May 11 2012 by Kaiya Marjoribanks, Stirling Observer Friday
PLANS for a major supermarket in Callander have secured backing from national park planners.
The Loch Lomond and the Trossachs National Park Authority has been considering a planning application from CWP Property and Investment, for a food supermarket with car parking at Lagrannoch, Stirling Road in Callander.
Director of planning Gordon Watson has now recommended approval, subject to a legal agreement which will secure £450,000 of developer funding towards town centre and affordable housing in Callander.
A special meeting of the planning committee will be held on Monday May 21 at the Bridgend Youth Hub in Callander at 1pm, to consider the application and recommendation.
In his report Mr Watson states: “At the Callander Charrette the community identified that Callander should aspire to be a ‘retail hub’ for local people, the surrounding area and tourists, and offer choice.
“Retail expenditure from the local area spent in other centres, such as Stirling, is estimated to be approximately £20m and the proposed supermarket is expected to bring £11.82m back to Callander.
“Residents will also be less likely to travel longer distances for their weekly shop.
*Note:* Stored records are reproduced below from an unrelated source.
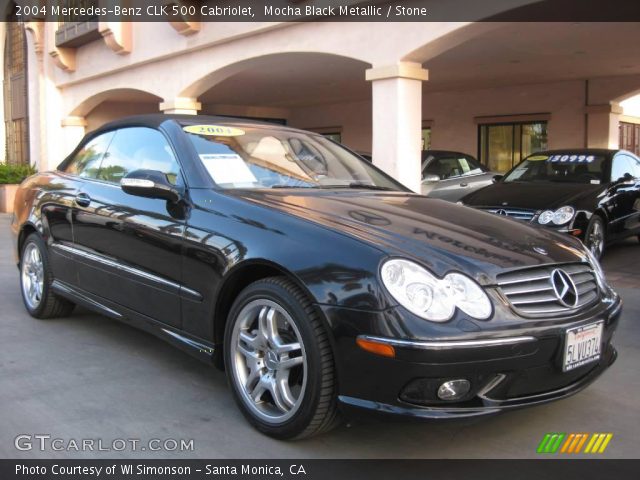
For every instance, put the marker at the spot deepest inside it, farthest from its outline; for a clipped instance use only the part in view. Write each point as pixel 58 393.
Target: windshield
pixel 258 157
pixel 563 167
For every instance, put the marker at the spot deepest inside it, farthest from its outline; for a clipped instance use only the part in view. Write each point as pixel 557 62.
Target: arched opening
pixel 16 111
pixel 111 105
pixel 321 92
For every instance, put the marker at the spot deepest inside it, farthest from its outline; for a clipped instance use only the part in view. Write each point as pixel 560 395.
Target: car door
pixel 129 247
pixel 625 195
pixel 59 201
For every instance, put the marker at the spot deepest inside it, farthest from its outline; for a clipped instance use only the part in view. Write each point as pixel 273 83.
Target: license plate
pixel 582 345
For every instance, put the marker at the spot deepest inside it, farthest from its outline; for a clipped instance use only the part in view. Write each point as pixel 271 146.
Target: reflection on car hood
pixel 533 195
pixel 441 235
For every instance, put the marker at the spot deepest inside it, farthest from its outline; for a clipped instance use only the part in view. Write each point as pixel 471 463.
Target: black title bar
pixel 325 10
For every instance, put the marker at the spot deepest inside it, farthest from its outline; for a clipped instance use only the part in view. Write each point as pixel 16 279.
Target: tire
pixel 595 236
pixel 36 279
pixel 294 385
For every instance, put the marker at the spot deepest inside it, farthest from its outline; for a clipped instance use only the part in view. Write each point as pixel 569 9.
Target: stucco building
pixel 494 90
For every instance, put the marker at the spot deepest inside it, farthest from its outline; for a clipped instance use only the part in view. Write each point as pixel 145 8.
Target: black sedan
pixel 591 194
pixel 320 284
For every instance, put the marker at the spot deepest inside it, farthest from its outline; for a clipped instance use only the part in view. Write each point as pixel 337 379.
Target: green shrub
pixel 14 173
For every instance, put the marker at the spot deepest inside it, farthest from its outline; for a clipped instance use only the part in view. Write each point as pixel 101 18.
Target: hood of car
pixel 533 195
pixel 441 235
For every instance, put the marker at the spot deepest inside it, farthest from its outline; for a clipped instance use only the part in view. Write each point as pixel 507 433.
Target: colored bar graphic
pixel 572 443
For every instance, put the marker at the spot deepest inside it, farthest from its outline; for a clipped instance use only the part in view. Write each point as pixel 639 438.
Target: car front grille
pixel 523 214
pixel 531 291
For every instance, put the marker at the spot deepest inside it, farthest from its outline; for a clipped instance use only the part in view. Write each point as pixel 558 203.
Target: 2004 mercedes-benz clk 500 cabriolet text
pixel 321 285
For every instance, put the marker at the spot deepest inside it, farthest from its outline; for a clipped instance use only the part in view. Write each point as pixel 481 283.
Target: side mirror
pixel 150 184
pixel 430 177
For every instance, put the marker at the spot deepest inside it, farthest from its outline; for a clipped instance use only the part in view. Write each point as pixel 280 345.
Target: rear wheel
pixel 595 236
pixel 35 282
pixel 279 362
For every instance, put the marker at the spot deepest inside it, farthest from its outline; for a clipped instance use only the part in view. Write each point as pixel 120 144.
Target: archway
pixel 318 91
pixel 110 105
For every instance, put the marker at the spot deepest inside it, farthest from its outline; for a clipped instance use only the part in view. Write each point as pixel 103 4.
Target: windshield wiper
pixel 292 186
pixel 367 186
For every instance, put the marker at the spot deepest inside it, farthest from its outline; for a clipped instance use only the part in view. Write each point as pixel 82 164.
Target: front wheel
pixel 279 361
pixel 595 236
pixel 35 282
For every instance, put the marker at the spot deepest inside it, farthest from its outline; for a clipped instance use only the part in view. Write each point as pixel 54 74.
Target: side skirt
pixel 198 348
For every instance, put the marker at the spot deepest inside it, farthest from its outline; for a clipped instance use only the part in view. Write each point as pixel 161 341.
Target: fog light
pixel 454 389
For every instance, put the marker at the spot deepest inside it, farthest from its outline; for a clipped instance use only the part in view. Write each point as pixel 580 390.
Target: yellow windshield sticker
pixel 214 130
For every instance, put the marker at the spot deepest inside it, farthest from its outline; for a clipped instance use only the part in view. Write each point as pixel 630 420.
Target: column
pixel 397 120
pixel 603 125
pixel 181 105
pixel 73 129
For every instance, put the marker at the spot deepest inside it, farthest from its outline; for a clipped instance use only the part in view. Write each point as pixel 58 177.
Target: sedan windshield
pixel 262 157
pixel 563 167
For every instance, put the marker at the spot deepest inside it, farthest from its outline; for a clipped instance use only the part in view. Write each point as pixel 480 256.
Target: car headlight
pixel 597 268
pixel 432 298
pixel 559 217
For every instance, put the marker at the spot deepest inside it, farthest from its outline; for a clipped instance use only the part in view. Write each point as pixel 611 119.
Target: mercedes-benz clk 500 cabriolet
pixel 592 194
pixel 318 283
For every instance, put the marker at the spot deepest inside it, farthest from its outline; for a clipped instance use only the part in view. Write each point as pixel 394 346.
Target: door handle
pixel 83 200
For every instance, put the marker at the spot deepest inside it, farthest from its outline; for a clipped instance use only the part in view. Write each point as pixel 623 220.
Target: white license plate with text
pixel 582 345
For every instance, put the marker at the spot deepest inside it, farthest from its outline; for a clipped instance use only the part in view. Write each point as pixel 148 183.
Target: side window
pixel 137 148
pixel 635 165
pixel 469 166
pixel 86 163
pixel 621 165
pixel 448 167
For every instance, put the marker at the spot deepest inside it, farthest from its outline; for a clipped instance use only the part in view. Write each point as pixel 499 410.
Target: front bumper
pixel 508 367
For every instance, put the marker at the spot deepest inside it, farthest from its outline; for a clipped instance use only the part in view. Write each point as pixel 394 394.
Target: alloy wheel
pixel 32 276
pixel 269 361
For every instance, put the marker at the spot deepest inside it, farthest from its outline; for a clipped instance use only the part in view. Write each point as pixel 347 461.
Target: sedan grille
pixel 551 289
pixel 523 214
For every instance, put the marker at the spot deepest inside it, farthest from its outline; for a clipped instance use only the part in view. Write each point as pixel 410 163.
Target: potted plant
pixel 10 177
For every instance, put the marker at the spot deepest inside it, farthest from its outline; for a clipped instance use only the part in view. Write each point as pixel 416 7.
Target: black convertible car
pixel 320 284
pixel 591 194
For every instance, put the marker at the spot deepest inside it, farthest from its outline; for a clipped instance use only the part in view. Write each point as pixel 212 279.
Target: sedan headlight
pixel 432 298
pixel 559 217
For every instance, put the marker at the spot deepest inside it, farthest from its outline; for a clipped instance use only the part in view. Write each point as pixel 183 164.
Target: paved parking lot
pixel 87 377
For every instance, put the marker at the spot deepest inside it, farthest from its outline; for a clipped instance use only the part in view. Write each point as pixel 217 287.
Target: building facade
pixel 498 91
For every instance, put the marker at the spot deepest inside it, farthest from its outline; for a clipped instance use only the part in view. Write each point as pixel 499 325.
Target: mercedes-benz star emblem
pixel 564 288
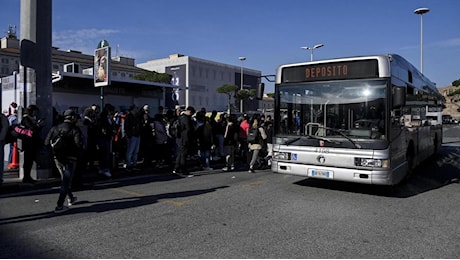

The applicant has indicated up to 150 full time jobs will be created.
“Although contrary to the National Park Local Plan allocation for housing, the wider benefits of the proposal have been considered.
“We have negotiated financial contributions from the developer of £200,000 towards developing alternative affordable housing in Callander and a further £250,000 towards town centre improvements identified through the charrette process, such as regenerating Ancaster Square.
“This presents an opportunity to provide variety and choice to convenience shopping in Callander, contribute significantly to Callander’s town centre regeneration, provide new job opportunities, help deliver new affordable housing opportunities, and contribute to sustainable development.
“By contributing to realising the charrette’s short term priorities, the proposal will aid economic growth and facilitate inward investment into Callander in a time of financial uncertainty.”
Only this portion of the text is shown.